UK Biobank GWAS Results

  1. The GWAS results for binary phenotypes in UK Biobank (1,283 phenotypes) using SAIGE are currently available for public download at

https://www.leelabsg.org/resources

Pheweb browser for the UK Biobank results

http://pheweb.sph.umich.edu/SAIGE-UKB/

*This research has been conducted using the UK Biobank Resource under application number 24460.

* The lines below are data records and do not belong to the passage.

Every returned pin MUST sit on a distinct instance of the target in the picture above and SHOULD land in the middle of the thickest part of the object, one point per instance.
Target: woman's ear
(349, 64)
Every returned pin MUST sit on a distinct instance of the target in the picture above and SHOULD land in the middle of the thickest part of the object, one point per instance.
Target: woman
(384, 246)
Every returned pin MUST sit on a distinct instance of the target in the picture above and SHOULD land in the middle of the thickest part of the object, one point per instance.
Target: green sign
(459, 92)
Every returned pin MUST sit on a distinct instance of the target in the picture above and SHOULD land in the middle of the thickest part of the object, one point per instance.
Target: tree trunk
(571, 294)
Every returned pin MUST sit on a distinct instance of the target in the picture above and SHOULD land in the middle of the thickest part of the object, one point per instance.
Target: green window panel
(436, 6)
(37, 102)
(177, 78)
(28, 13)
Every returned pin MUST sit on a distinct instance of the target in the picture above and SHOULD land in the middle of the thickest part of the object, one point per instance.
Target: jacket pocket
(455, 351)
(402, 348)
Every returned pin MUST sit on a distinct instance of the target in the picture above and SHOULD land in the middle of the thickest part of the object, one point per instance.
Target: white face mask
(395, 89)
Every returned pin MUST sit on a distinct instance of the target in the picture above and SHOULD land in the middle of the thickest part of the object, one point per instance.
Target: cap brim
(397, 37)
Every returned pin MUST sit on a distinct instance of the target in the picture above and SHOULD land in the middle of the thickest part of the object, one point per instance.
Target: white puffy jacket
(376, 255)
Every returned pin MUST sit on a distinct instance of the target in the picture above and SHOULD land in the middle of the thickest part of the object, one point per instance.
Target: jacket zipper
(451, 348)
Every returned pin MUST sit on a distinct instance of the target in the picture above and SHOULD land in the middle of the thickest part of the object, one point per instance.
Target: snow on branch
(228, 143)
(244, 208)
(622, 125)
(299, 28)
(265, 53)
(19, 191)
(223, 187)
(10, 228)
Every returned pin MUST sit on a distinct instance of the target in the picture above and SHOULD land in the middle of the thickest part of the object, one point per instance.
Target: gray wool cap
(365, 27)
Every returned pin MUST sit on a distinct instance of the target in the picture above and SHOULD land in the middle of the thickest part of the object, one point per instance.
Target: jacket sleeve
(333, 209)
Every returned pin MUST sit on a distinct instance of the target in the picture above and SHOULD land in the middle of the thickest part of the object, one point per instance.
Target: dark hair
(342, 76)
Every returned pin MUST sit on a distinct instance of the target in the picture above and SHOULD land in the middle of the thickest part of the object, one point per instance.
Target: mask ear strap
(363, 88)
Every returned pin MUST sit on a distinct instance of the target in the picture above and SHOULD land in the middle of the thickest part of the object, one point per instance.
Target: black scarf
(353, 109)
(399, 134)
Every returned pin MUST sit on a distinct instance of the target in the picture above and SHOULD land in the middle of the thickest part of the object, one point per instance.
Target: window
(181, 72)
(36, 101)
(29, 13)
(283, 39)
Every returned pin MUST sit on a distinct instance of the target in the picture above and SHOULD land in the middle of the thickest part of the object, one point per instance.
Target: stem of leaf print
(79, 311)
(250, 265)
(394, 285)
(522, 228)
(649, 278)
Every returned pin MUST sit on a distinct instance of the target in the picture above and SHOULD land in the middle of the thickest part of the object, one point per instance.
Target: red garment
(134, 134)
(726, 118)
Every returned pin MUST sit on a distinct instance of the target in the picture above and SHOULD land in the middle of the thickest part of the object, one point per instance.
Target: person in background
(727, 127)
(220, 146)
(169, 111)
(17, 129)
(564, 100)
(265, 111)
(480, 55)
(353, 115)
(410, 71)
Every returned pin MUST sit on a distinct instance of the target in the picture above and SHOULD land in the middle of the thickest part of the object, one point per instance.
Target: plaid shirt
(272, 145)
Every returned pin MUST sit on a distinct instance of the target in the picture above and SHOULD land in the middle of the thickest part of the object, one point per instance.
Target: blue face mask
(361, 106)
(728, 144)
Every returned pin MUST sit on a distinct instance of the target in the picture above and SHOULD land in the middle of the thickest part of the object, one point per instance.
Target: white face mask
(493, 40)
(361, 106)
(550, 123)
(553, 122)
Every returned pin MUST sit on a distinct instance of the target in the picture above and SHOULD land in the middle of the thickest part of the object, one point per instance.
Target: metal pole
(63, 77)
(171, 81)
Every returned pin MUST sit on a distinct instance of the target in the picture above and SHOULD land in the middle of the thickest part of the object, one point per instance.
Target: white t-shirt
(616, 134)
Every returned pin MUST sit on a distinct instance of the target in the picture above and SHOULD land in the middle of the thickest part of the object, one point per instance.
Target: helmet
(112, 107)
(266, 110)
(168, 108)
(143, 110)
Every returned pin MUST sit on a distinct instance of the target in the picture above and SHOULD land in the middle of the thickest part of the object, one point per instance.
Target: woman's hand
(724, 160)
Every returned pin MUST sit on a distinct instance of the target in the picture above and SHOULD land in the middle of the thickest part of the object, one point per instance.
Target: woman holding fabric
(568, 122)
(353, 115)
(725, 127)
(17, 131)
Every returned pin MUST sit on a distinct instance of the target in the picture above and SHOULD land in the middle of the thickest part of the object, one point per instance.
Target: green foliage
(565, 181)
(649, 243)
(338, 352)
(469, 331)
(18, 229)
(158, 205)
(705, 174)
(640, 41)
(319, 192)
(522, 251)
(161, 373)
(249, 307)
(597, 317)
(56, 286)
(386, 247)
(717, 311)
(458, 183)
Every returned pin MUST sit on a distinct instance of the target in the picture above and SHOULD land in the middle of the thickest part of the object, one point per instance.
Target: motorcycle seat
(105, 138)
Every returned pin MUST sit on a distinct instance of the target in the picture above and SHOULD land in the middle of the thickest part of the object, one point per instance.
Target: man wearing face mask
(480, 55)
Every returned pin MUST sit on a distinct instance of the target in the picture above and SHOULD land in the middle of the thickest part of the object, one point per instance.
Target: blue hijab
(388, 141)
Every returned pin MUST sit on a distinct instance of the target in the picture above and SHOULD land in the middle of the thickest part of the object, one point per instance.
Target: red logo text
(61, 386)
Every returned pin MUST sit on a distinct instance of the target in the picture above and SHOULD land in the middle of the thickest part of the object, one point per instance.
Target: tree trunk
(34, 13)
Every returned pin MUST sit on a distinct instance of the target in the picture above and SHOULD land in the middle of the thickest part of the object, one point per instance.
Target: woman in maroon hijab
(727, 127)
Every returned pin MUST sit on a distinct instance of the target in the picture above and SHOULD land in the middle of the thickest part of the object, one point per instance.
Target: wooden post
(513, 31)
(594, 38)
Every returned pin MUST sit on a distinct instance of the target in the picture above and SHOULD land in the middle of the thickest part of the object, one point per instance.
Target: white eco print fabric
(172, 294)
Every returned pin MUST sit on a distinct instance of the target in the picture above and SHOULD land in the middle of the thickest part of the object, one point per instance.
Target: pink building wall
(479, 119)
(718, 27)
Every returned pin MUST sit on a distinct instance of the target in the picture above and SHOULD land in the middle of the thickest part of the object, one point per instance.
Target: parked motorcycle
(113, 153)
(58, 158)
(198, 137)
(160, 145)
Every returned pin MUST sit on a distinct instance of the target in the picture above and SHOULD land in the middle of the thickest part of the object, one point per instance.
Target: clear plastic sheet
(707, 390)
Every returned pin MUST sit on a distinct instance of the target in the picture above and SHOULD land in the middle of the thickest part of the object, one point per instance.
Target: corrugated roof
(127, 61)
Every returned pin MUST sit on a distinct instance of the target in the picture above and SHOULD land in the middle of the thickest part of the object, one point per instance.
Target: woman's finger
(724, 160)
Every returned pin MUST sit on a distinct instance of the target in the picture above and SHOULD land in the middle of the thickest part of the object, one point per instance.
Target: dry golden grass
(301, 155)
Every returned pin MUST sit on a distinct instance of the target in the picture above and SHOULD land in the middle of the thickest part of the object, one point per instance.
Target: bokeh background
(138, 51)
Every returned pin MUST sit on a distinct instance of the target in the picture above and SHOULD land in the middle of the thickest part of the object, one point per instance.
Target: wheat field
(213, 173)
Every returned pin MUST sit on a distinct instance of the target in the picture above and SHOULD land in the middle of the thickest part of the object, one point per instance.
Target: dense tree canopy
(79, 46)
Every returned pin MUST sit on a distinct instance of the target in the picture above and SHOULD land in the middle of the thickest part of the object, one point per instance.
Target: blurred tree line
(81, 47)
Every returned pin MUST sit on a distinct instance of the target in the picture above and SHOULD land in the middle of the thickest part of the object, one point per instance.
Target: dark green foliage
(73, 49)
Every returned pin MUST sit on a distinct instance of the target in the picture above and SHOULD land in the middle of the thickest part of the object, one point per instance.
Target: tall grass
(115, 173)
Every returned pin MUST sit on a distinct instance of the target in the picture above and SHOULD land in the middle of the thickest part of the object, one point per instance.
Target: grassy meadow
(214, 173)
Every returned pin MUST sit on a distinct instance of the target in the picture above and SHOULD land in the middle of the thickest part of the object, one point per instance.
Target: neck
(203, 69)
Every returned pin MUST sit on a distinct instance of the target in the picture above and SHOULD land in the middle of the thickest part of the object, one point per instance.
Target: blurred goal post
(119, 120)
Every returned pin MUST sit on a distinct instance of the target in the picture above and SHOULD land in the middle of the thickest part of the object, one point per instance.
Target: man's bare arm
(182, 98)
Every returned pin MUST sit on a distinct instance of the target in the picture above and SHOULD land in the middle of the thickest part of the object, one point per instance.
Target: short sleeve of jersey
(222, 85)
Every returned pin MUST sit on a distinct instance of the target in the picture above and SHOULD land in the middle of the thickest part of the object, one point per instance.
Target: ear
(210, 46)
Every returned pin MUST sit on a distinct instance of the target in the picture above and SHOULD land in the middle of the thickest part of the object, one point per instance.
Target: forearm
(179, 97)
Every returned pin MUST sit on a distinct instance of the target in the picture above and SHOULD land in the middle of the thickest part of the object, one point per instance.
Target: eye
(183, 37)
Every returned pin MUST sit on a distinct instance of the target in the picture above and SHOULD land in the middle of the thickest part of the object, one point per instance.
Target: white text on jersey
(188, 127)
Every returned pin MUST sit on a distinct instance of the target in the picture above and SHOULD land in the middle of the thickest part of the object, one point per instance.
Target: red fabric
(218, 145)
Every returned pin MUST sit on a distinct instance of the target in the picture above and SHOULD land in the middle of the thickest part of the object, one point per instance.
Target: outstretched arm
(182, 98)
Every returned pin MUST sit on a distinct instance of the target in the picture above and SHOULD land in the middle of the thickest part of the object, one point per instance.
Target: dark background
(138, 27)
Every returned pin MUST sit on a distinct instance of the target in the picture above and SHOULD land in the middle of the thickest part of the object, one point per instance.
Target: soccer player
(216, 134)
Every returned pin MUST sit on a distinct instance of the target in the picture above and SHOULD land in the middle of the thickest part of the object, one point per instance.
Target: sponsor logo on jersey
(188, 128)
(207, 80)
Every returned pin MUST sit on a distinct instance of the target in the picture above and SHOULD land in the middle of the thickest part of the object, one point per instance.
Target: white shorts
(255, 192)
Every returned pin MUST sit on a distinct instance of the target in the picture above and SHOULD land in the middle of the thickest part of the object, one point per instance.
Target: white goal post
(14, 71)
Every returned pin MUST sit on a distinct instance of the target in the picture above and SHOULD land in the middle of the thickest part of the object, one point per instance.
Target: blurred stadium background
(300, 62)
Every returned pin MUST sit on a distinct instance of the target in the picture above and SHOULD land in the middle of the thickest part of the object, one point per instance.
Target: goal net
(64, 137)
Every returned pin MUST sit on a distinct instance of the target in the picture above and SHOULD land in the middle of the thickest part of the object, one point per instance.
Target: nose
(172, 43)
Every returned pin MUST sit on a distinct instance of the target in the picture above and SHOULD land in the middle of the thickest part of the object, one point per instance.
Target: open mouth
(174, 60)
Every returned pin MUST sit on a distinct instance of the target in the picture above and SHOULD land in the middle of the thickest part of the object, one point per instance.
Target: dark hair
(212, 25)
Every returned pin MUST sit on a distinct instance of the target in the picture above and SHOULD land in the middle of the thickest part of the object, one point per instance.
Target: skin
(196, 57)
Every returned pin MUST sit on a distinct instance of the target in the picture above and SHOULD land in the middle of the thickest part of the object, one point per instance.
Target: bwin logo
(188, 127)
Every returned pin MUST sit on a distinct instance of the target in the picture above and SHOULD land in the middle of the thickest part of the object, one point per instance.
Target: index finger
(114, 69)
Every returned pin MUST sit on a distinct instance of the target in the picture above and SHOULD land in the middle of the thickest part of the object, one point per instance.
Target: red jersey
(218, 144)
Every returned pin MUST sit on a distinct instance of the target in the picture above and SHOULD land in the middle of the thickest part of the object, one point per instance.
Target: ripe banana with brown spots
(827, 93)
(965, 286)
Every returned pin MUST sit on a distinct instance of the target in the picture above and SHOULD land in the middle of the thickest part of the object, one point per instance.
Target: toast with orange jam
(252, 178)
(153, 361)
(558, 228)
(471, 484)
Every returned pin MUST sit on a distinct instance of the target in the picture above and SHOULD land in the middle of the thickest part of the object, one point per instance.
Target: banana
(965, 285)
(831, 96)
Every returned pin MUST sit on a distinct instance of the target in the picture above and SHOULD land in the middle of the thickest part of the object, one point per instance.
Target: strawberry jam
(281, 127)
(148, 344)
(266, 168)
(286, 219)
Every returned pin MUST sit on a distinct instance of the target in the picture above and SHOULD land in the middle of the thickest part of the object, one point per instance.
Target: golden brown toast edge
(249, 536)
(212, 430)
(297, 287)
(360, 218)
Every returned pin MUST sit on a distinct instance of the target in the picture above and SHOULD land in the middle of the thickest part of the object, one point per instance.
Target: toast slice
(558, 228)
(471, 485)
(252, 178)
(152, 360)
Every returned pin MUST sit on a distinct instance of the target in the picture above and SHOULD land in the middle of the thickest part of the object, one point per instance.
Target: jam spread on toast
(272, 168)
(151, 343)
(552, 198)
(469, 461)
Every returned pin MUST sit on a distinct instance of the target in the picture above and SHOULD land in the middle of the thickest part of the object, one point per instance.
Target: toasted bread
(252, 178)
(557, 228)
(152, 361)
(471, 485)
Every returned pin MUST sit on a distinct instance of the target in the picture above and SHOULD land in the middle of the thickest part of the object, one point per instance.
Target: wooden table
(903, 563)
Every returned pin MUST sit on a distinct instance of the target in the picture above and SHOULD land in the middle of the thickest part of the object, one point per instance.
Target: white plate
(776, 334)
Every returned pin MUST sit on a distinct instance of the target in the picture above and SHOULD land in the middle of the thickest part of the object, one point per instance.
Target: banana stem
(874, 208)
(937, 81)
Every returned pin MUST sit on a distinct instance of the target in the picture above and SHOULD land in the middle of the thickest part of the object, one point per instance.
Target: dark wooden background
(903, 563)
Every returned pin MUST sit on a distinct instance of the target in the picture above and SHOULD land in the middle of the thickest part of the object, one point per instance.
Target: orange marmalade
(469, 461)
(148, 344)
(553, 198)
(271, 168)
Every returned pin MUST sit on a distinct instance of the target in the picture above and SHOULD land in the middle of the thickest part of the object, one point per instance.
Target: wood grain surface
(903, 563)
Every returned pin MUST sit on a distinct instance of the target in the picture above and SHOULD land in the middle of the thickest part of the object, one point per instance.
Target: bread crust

  1. The exome-wide gene-based association results for quantitative traits in UK Biobank (53 traits) using SAIGE-GENE are currently available for public download at

https://www.leelabsg.org/resources

*This research has been conducted using the UK Biobank Resource under application number 45227.

Log for fixing bugs

Bugs fixed: 1. The option weights.beta.common is not fully correctly developed, so we make weights.beta.common equal to weights.beta.rare for now. 2. Instead of output NA for SKAT-O p values when the function SKAT:::Met_SKAT_Get_Pvalue failed, output 2*min(SKAT p, Burden p, 0.5).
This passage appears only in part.